What Actually Worked

Once we had champions, a few specific tactics drove broader adoption:

Market using pain points. We didn’t lead with “look at all these cool new features.” We led with “remember that thing that drives you crazy in the old system? We fixed it.” Problems first, solutions second.

Strategic feature allocation. New features and improvements only went to the new system. The old system entered maintenance mode — critical bugs only. This created urgency without being heavy-handed. People could see where the momentum was.

Show concrete success stories. As each squad moved, we documented their experience and shared it with teams still on the fence. Social proof matters.

Don’t let environments diverge too long. One mistake we made: keeping squads in QA too long before moving them to production. This created frustration — they were living in the new world in QA but context-switching back to the old world in production. If I did this again, I’d invest in automated testing upfront to move squads through QA and into production faster.

The Rollback That Taught Us Everything

About midway through the rollout, we hit a bug in the new system. One squad needed to roll back.

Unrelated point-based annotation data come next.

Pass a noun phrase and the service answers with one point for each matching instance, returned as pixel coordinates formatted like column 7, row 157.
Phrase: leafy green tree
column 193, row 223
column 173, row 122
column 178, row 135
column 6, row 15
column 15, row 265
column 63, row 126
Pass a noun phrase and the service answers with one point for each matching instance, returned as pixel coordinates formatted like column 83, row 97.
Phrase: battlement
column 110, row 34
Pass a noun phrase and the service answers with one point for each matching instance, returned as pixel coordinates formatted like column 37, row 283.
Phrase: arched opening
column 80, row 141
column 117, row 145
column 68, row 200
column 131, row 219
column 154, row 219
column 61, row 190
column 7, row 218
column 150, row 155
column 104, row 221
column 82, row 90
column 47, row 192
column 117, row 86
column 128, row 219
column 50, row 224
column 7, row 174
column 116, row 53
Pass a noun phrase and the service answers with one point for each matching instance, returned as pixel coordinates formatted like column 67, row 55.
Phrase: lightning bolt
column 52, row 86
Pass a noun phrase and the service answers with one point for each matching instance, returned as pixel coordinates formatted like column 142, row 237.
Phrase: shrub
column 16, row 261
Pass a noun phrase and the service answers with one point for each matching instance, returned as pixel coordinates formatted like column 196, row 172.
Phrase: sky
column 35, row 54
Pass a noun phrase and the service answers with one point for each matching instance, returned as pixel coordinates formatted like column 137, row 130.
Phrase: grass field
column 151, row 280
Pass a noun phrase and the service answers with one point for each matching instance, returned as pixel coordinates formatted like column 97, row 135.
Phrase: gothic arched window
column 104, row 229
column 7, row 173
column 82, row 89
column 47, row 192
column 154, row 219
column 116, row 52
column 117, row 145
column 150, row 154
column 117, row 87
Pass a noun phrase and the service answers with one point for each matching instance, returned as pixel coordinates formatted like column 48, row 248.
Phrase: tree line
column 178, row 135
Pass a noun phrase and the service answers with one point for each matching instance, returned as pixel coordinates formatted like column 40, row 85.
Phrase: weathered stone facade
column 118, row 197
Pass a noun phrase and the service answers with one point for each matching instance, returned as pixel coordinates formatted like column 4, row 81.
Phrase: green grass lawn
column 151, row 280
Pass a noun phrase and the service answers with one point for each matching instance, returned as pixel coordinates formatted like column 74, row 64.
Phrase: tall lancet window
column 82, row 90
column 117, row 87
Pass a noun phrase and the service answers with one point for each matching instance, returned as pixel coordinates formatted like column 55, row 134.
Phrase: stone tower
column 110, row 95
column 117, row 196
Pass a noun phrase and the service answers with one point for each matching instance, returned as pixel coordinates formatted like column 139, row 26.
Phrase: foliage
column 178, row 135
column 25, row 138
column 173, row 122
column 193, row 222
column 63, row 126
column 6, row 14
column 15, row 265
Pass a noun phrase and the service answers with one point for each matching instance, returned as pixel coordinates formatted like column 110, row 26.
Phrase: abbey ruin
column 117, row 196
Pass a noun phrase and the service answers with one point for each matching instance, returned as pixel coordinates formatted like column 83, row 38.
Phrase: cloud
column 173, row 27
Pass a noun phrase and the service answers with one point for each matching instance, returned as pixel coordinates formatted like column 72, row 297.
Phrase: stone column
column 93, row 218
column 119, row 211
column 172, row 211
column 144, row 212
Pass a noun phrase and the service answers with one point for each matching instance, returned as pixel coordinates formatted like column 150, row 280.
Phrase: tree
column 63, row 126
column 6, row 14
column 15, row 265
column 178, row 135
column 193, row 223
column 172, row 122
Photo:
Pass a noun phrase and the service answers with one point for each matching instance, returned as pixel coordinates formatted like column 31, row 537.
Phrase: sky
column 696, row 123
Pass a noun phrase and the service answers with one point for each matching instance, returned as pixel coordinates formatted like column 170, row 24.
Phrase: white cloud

The bug itself? A one-line fix. Took maybe 30 minutes to identify and resolve.

The cost? Three weeks.

Not three weeks to fix the code — three weeks to rebuild momentum and trust. Teams who were about to migrate suddenly had doubts. Champions had to answer harder questions.

That rollback taught me more than any success: fix forward whenever possible. Rollbacks aren’t just technical — they’re psychological. They signal “this isn’t ready” and people remember that feeling longer than they remember the original bug.

From that point on, our bias was always toward fixing issues in place rather than reverting.

Getting the Last Squads Over the Line

Eventually we had a few squads that just weren’t prioritising the migration. Not hostile — just busy, risk-averse, or comfortable with the status quo.

For two of ten squads — the least technical teams — we did something platform engineers often resist: we migrated their code for them. Converted their pipelines, tested them, handed back a working system in the new world.

Scalable? No. But it removed their biggest barrier (fear of breaking something) and built trust for future changes.

For the remaining holdouts, we drew a line. Concrete success stories, a timeline for when the old system would sunset, and a clear message that the transition was happening — but we’d support them through it.

The Ratio

The code rewrite took about a month. The rollout took five months.

If you’re planning something similar, budget for that ratio. Platform changes take longer than you think, and most of that time isn’t spent writing code — it’s spent listening, communicating, building trust, addressing concerns, and sometimes just waiting for the right moment to push.

Platform success is based on user experience, not technical sophistication.

If the users don’t trust the new system, it doesn’t matter how good the code is. Build champions, fix forward, and show up for the teams who need the most help. The technical work is the easy part.